Siempre susurraban la misma canción; bajo el calor asfixiante que allí se acumulaba en una nube de gases sobre sus cabezas, bajo los trapos con los que se tapaban nariz y boca para no inhalar los productos químicos con los que trataban los tejidos, bajo el yugo del capataz que los observaba impasible desde el ventanal de la oficina superior. Mientras que las nuevas máquinas relucían, colocadas allí escasos meses atrás, los trabajadores de la fábrica sustentábamos el funesto aspecto de la muerte en vida. Situada cerca del río, la empresa textil daba trabajo a decenas de lo que ahora llamaban «la nueva clase obrera», esa que sudaba mano a mano con las máquinas, esa que se veía obligada a trabajar durante más de dieciséis horas al día para conseguir una miseria que les posibilitara vivir un día más.

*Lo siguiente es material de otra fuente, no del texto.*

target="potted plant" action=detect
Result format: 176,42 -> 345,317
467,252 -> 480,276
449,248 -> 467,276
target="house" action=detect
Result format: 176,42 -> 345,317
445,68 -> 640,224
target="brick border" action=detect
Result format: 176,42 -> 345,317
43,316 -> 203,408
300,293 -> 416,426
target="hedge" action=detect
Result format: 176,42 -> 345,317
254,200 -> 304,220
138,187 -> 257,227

          Aquella melodía arrastrada por nuestras gargantas era como una dulce nana susurrada para aliviar las largas jornadas, algo que nuestro capataz nos tenía totalmente prohibido. Por ello cuando él descendía de su olimpo el canto cesaba, pues cuando lo oía se volvía completamente enajenado en busca de la boca que murmuraba aquella canción que era como un rio suave de calma. «¿Quién demonios ha vuelto a cantar? Os juro que al próximo que oiga no volverá a trabajar en esta ciudad». Una risita contenida se extendía entonces entre las tinajas donde sumergíamos las telas y algunos valientes, los más alejados del capataz, se atrevían a entonar levemente de nuevo la canción, solo para poder presenciar como los ojos del hombre se agrandaban hasta casi parecer que se le iban a salir de las cuencas y verle moviéndose de un lado a otro realizando aspavientos con los brazos fuera de sí. Mi hija reprimía la risa cuando lo veía como pollo sin cabeza recorrer los pasillos de la gran nave. Yo me llevaba el dedo índice al lugar en el que mi boca se encontraba bajo el trapo y formaba el signo del silencio para después guiñarle un ojo de manera cómplice. Con el tiempo tuvimos que abandonar aquel tipo de bromas pues el capataz era capaz de castigarnos trabajando horas de más para que nos pagara el jornal que nos correspondía. Se me partía el corazón cada vez que mi mujer y yo nos veíamos en la necesidad de hacer trabajar a nuestros hijos. El mayor, de catorce años, prefería otro tipo de trabajos y se dedicaba a buscar juntos a otros entre el lodo de los cauces del río para encontrar artículos de valor que poder vender. Comúnmente conocidos como mudlark. En otras, como él era muy menudo, le contrataban para la limpieza de las chimeneas pequeñas, aunque aquello lo abandonó cuando presenció la muerte de otro niño asfixiado dentro del tubo. La pequeña siempre se ofrecía imperiosa cuando nos veía pasar dificultades para trabajar, pero ya por entonces no podía quitarme la sensación pegajosa de que aquello me convertía en un padre nefasto, y lo peor es que nunca he podido deshacerme de ella después de lo que ocurrió.

          El nefasto día de caluroso verano me persigue a todas partes. Ese día en que Masie cayó de pronto inconsciente de su taburete donde se encaramaba para alcanzar con más facilidad la cuba. Pudo tratarse de la temperatura o de los gases que ascendían de los líquidos químicos. Intenté reanimarla. Los trabajadores se acercaron sobresaltados para ayudarme. Una mujer me ofreció su mandil para que apoyara la cabeza de mi pequeña. Su frente perlada de sudor, sus labios pálidos y su respiración dificultosa me encogieron el corazón. Masie me sonrió levemente y me apretó la mano sin apenas fuerza, pronto la presión desapareció y su vista se perdió en la oscuridad. Apareció el capataz que se abrió paso a empujones entre los demás. «¡Volved al trabajo!», vociferó. Cuando se encontró con el cuerpo de la niña permaneció callado unos segundos hasta que recobró el ímpetu. «¿Qué hacéis ahí parados? Llevaos a la niña. No quiero ver su cuerpo ahí tirado». Todos los trabajadores permanecieron inmóviles. El canto brotó de sus gargantas y reverberó en todas las paredes de la nave. Cogí a mi hija en brazos y la transporté con todos ellos siguiéndome en procesión entre los pasillos y la niebla densa del humo. La canción llegó a la calle. Muchos otros que trabajaban en naves cercanas se unieron a aquel cántico que nos unió en el dolor y la lucha.